Fazemos isso porque sentir e acreditar que somos capazes nos faz bem. Então, fazemos o que podemos para manter essa crença viva, mesmo que sempre haja provas contrárias. É assim que criamos as ideias e as falamos com convicção. Não achamos que somos importantes, nós SOMOS importantes e os outros que não percebem.
É mais fácil e agradável culpar outro. Além disso, conseguimos direcionar a raiva para o outro em vez de para nós mesmos o que evita muitas sensações desagradáveis. Não temos como evitar a nós mesmos tal como podemos evitar quem nos incomoda. Então, ter um relacionamento consigo mesmo constantemente é uma obrigação e tê-lo bem é melhor do que tê-lo mal. Portanto, acreditar que somos bons é agradável e brigar com tudo e com todos que provem o oposto do que acreditamos é uma saída melhor. No entanto, o efeito é momentâneo e fugaz já que a vida real e concreta é resultado do que fazemos, não do que imaginamos.

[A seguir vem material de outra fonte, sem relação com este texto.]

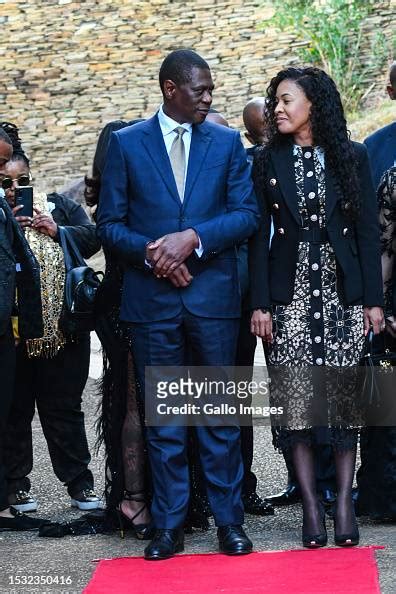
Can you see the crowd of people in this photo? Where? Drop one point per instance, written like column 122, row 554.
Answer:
column 208, row 247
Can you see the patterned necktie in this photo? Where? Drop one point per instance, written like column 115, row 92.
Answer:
column 177, row 158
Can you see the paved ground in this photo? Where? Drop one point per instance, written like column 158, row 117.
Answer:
column 27, row 554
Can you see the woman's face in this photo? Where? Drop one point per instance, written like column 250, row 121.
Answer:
column 5, row 154
column 293, row 109
column 14, row 170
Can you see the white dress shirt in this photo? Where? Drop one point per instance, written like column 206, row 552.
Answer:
column 168, row 126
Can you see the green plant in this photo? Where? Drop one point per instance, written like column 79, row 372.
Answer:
column 332, row 33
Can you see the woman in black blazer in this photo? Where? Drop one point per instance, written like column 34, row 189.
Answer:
column 317, row 289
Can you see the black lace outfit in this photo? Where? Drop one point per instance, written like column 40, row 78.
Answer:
column 316, row 337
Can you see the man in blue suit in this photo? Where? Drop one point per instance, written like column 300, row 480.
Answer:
column 176, row 198
column 381, row 145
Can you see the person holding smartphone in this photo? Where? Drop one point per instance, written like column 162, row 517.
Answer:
column 13, row 248
column 51, row 372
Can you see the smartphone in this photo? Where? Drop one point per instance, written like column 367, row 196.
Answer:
column 24, row 195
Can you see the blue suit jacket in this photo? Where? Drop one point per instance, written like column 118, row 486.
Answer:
column 381, row 148
column 139, row 202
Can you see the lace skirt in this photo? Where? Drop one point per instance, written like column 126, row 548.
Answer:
column 312, row 362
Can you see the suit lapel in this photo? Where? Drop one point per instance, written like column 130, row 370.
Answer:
column 155, row 146
column 331, row 192
column 283, row 161
column 200, row 142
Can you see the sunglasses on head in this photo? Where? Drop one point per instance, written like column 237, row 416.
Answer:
column 22, row 180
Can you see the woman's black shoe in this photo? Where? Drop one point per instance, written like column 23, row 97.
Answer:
column 349, row 539
column 20, row 521
column 140, row 531
column 315, row 541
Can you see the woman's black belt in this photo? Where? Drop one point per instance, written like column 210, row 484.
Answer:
column 313, row 235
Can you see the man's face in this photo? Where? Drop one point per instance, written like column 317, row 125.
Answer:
column 190, row 102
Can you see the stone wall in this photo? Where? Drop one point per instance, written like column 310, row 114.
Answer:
column 69, row 67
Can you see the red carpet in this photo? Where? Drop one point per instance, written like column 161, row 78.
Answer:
column 326, row 571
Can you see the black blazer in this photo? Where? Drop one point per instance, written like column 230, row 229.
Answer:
column 272, row 270
column 15, row 249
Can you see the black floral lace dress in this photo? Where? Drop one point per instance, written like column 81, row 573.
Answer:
column 316, row 337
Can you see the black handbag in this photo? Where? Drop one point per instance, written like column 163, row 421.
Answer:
column 379, row 382
column 81, row 284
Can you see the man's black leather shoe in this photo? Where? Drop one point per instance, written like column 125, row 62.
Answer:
column 233, row 540
column 289, row 496
column 164, row 545
column 256, row 506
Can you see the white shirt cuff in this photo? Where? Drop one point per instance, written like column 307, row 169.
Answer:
column 199, row 249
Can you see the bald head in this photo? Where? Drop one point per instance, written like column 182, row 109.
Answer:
column 253, row 118
column 391, row 87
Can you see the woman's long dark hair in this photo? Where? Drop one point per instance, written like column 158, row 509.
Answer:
column 92, row 184
column 328, row 126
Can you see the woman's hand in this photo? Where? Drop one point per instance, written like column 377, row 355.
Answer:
column 390, row 325
column 44, row 223
column 261, row 325
column 373, row 317
column 23, row 221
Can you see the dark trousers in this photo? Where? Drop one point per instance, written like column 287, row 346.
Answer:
column 246, row 347
column 168, row 343
column 55, row 385
column 7, row 374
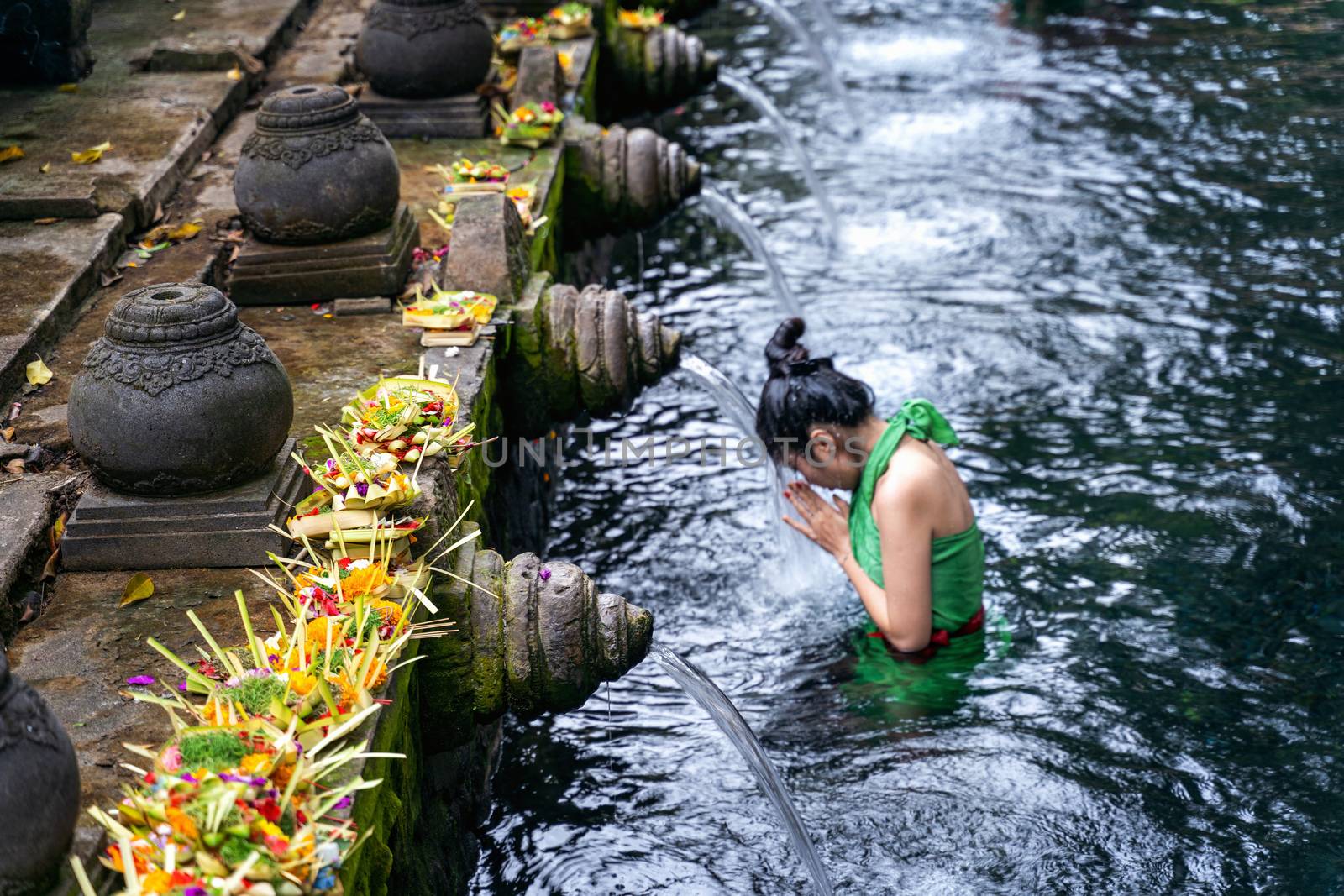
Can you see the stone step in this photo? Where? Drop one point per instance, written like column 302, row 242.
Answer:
column 46, row 271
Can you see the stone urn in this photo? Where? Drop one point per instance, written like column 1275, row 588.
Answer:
column 315, row 170
column 178, row 396
column 423, row 49
column 39, row 789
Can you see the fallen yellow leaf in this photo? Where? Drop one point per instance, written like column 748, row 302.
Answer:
column 38, row 372
column 187, row 230
column 139, row 589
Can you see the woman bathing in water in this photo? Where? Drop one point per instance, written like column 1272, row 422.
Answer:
column 909, row 540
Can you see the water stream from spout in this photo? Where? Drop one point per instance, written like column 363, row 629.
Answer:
column 788, row 134
column 797, row 564
column 732, row 217
column 819, row 54
column 730, row 721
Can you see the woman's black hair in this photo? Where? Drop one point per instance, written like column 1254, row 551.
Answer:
column 804, row 392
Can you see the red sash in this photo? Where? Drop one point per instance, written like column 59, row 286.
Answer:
column 940, row 638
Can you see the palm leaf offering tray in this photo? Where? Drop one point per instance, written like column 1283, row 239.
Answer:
column 405, row 417
column 642, row 19
column 467, row 176
column 252, row 793
column 519, row 33
column 450, row 312
column 530, row 125
column 570, row 20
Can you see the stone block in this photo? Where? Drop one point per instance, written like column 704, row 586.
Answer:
column 46, row 273
column 228, row 528
column 463, row 117
column 353, row 307
column 373, row 265
column 488, row 251
column 539, row 76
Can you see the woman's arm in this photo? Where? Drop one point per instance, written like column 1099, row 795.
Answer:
column 904, row 611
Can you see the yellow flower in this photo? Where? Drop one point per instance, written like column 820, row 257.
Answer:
column 255, row 763
column 302, row 683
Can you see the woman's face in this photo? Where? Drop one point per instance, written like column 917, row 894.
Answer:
column 824, row 464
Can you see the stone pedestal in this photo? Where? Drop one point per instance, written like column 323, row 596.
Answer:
column 373, row 265
column 228, row 528
column 464, row 116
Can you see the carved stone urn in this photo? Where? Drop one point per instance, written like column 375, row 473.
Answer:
column 179, row 396
column 420, row 49
column 315, row 170
column 39, row 789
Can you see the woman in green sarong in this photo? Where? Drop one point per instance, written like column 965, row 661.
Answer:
column 909, row 539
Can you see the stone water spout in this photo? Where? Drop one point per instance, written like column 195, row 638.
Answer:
column 659, row 67
column 624, row 179
column 577, row 351
column 550, row 638
column 39, row 788
column 533, row 637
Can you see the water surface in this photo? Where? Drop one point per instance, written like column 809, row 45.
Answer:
column 1110, row 254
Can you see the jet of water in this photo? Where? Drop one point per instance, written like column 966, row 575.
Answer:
column 819, row 54
column 790, row 134
column 732, row 217
column 730, row 721
column 797, row 566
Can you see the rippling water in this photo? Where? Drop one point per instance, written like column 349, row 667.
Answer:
column 1110, row 254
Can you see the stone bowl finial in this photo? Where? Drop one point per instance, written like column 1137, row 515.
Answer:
column 179, row 396
column 423, row 49
column 315, row 170
column 39, row 788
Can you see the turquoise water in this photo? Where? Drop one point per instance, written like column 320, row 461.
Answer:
column 1112, row 254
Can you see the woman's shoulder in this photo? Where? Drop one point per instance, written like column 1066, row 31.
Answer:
column 911, row 477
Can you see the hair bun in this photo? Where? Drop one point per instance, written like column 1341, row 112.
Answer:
column 784, row 347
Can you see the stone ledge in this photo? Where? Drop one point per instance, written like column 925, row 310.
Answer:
column 46, row 271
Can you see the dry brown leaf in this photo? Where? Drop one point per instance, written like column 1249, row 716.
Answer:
column 140, row 587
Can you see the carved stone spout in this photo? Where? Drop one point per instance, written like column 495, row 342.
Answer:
column 551, row 638
column 660, row 67
column 577, row 351
column 624, row 179
column 533, row 637
column 39, row 788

Curiosamente, todos esses sentimentos acontecem quando estamos sozinhos. A diferença é que não temos como culpar terceiros pela vida que temos, o que nós fazemos. Este é um dos motivos pelo qual viver na solidão seja tão terrível: temos de aceitar que somos quem não queremos ser por não termos outra pessoa para culpar por nossas mazelas. Embora a sensação seja a mesma, como não temos a quem culpar, não podemos afirmar que somos oprimidos e obrigados a fazer o que não queremos. Por isso que a sensação de opressão ou liberdade existe somente em um contexto social porque somente neste podemos culpar o outro.
Criamos ideias que desejamos que sejam verdade. Elas representam o nosso ideal, não o real. O machismo mostra como os homens (que acreditam no machismo) desejam ser vistos como fortes e imponentes; o feminismo mostra como as mulheres querem ser vistas com mais importância; a homofobia mostra que pessoas homofóbicas não gostam de imaginar cenas sexuais com pessoas do mesmo sexo. Tudo mostra os desejos daqueles que afirmam tais ideias, não a realidade em si.
Ainda que muitos homens desejam serem vistos como fortes e serem desejados, todos os indivíduos que apresentarem capacidades incríveis aparecerão e ganharão notoriedade independentemente do sexo que tenham porque o resultado de sua produção não é resultado do seu sexo, mas de suas habilidades.
Não importa a época, o lugar ou qualquer outra coisa: todos que se sobressaem estão acima dos demais por terem resultados melhores e desejados pelos outros e é isso que os torna mais importantes e com mais valor.
Você quer ter mais valor? Produza algo que muitas pessoas desejam!
Todos somos livres. Somos vítimas da não aceitação de nossa incapacidade.